Ratna hanya geleng-geleng dan diam-diam menghela nafas dalam-dalam. "Davin, kontrak Papa di sini sudah habis. Dan, Mama sama Papa mutusin buat balik ke sana. Kamu bisa, kan, jemput kita di bandara hari ini?"

"Seriusan Ma?" tanya Davin hampir saja melompat.

"Iya!"

"Gimana sama Key? Dia ikut, kan?"

Ratna pun menjauhkan ponsel dari telinga. Di lihatnya Key yang tengah menatap berkeliling. "Key?" panggilnya. Key pun menoleh, "Kakak tanya, kamu ikut ke Jakarta, nggak?" tanya Ratna pelan.

Key pun tersenyum. "Enggak!" jawabnya yang sudah pasti dapat ditangkap dengan jelas oleh pendengaran Davin.

"Seriusan Ma, Key nggak ikut?" burunya.

Ratna tersenyum, "Kalo nggak ikut, siapa yang akan ngurus adik kamu di sini?
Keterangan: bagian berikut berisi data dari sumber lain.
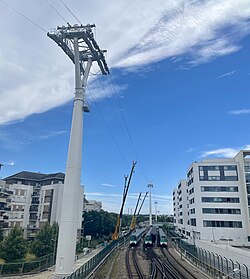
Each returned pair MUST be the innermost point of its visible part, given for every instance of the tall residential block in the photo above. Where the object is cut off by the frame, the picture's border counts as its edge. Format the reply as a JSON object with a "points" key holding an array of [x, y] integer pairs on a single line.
{"points": [[213, 203], [37, 198]]}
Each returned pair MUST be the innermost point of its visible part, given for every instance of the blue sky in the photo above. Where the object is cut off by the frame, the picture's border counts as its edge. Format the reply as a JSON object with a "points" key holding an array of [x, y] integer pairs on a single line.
{"points": [[180, 72]]}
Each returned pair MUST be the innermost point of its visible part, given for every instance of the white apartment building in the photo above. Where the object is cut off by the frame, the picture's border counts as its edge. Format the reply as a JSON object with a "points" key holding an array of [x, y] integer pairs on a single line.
{"points": [[217, 195], [36, 199], [5, 199], [92, 205], [180, 206]]}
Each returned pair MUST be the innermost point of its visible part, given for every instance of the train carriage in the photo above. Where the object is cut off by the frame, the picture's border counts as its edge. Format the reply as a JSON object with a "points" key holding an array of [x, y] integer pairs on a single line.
{"points": [[162, 238], [136, 236], [150, 237]]}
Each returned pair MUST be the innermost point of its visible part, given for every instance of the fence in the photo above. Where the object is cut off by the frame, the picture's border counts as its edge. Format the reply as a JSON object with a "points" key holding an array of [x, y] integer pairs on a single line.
{"points": [[24, 268], [89, 266], [213, 264]]}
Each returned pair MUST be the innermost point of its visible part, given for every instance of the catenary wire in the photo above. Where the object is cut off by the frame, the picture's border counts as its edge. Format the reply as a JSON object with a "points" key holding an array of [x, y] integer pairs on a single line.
{"points": [[70, 11], [53, 8], [111, 134], [125, 124], [108, 128], [121, 123], [24, 16]]}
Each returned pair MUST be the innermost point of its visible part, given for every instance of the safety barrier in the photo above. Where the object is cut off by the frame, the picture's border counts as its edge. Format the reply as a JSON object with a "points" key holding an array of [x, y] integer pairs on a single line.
{"points": [[211, 263], [88, 267], [24, 268]]}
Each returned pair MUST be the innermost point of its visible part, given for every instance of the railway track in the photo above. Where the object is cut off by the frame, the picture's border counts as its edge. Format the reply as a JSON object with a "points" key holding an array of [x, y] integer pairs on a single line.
{"points": [[132, 265], [163, 270], [171, 261]]}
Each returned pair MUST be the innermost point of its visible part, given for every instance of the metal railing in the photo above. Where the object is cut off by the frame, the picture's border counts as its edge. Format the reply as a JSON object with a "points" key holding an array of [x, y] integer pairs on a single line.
{"points": [[211, 263], [88, 267], [25, 268]]}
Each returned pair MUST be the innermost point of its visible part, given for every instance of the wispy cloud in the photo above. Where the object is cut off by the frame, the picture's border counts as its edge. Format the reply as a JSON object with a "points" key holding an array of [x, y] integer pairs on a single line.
{"points": [[190, 150], [240, 111], [108, 185], [176, 29], [227, 74], [9, 163], [224, 152]]}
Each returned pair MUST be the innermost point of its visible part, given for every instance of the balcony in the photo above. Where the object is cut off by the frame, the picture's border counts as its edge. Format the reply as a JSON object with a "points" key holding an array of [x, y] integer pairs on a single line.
{"points": [[35, 201], [33, 217], [34, 208]]}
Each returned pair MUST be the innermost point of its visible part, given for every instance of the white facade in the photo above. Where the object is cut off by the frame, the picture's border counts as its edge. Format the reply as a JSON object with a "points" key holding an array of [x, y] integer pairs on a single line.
{"points": [[5, 194], [92, 205], [36, 199], [218, 201]]}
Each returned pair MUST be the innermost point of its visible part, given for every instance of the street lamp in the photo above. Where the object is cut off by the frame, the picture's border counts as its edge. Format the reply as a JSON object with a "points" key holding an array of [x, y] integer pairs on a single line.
{"points": [[83, 231]]}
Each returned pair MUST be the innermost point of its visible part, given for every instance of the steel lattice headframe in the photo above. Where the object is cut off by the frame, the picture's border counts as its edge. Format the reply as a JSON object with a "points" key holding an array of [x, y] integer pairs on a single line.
{"points": [[88, 48]]}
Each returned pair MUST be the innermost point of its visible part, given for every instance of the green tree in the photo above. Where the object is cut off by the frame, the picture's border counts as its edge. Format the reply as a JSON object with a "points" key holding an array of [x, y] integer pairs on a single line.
{"points": [[45, 241], [13, 247], [1, 234]]}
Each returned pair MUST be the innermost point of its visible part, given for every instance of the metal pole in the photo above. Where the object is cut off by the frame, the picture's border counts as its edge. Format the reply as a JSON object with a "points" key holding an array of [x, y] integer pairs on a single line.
{"points": [[69, 212], [156, 211], [150, 205]]}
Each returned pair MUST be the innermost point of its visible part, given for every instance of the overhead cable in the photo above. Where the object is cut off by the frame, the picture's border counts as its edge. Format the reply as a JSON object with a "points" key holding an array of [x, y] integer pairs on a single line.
{"points": [[21, 14]]}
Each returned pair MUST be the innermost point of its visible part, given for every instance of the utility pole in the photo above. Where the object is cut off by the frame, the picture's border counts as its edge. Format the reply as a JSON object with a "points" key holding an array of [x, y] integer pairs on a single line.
{"points": [[79, 44], [156, 211], [133, 221], [150, 205]]}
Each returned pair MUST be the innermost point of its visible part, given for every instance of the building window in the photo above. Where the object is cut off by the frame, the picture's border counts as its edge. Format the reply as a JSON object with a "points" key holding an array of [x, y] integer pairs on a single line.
{"points": [[221, 211], [191, 201], [192, 211], [193, 222], [218, 173], [220, 199], [222, 224], [219, 189], [191, 191]]}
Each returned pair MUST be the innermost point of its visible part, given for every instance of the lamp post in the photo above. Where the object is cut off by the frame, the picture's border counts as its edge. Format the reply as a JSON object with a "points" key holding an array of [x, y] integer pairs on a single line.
{"points": [[156, 211], [83, 231], [150, 205]]}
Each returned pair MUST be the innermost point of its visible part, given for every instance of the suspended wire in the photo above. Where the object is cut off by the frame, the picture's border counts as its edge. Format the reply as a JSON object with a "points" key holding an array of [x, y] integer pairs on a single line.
{"points": [[70, 11], [125, 124], [111, 134], [111, 105], [24, 16], [53, 8], [108, 128]]}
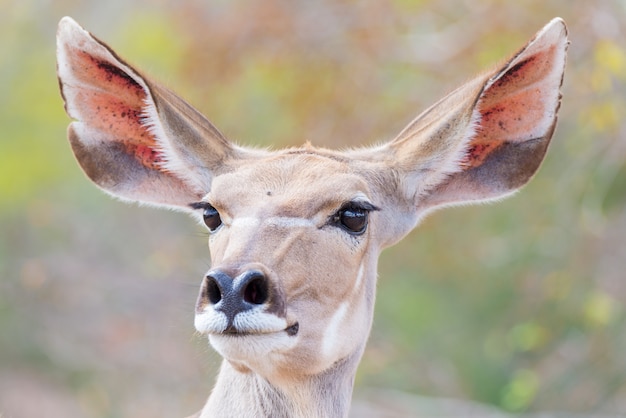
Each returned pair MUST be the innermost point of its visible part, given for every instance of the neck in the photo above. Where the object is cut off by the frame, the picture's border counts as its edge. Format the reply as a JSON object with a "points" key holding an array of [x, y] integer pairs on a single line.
{"points": [[247, 394]]}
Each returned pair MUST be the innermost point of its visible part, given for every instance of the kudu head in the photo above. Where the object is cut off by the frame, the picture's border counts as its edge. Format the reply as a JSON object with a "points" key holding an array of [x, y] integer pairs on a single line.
{"points": [[295, 234]]}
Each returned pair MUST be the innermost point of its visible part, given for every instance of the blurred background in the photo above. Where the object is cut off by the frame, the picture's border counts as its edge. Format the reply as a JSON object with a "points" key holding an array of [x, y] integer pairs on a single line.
{"points": [[519, 305]]}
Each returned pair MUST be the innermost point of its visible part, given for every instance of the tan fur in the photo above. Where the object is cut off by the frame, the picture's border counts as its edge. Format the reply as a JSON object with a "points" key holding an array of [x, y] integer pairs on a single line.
{"points": [[294, 350]]}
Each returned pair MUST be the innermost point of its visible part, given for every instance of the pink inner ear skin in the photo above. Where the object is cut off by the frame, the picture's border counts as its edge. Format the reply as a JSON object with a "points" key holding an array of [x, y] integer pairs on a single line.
{"points": [[114, 103], [512, 108]]}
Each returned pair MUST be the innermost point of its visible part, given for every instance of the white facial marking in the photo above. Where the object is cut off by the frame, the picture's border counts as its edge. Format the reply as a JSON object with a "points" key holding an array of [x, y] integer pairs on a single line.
{"points": [[359, 277], [257, 321], [332, 330], [246, 222], [210, 321], [280, 221], [289, 222]]}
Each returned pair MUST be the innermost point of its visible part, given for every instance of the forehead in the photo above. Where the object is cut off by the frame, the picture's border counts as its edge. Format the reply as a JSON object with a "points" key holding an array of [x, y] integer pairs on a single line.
{"points": [[302, 183]]}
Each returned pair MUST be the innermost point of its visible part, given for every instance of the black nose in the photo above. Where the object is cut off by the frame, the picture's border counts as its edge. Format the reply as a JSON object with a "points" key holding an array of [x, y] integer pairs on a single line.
{"points": [[234, 295]]}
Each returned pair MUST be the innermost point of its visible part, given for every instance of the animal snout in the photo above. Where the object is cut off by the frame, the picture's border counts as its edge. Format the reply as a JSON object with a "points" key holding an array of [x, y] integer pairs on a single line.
{"points": [[233, 295]]}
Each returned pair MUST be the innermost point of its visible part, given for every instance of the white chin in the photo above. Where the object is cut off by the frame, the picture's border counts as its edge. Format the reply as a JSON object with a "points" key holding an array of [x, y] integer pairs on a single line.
{"points": [[252, 347]]}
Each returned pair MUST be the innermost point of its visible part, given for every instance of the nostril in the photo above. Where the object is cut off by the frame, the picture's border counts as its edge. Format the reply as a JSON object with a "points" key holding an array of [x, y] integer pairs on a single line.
{"points": [[213, 290], [256, 291]]}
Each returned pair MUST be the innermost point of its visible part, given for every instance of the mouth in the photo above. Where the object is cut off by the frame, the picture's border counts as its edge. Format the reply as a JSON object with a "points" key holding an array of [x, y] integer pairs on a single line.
{"points": [[233, 331]]}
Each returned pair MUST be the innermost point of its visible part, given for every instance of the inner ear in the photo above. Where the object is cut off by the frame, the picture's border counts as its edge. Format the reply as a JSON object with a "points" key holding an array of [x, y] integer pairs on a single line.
{"points": [[521, 105]]}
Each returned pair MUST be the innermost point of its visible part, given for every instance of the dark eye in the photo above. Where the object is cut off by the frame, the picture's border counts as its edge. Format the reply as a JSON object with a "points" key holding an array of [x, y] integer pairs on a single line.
{"points": [[353, 219], [211, 218]]}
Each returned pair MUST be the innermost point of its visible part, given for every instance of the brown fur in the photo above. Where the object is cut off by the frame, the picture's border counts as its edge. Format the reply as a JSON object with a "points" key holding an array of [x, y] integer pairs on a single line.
{"points": [[295, 352]]}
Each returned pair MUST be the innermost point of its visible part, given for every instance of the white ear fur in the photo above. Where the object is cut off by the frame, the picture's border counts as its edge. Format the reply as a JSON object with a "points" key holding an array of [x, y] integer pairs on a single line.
{"points": [[486, 139]]}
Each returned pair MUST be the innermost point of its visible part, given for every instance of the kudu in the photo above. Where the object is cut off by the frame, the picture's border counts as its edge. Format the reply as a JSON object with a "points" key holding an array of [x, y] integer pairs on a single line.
{"points": [[295, 234]]}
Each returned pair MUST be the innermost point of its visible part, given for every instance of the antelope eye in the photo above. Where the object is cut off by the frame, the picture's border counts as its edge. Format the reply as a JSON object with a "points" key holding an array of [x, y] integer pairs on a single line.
{"points": [[352, 219], [211, 218]]}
Emang dia bisa apa, ngurus dirinya sendiri."

"Wah, ngentengin!" celetuk Key dengan geleng-geleng.

Irfan yang sedari tadi hanya jadi pendengar tersenyum geli. Sementara itu, Davin terkekeh.

"Ya udah Ma, sekarang Davin mandi dulu. Nanti di jemput jam berapa?"

"Jam sepuluhan, lah!"

"Sip! Da, Ma!"

"Da...!" setelah telepon ditutup, Ratna pun meletakkan ponselnya, mengangkat roti bakar dan menghidangkannya.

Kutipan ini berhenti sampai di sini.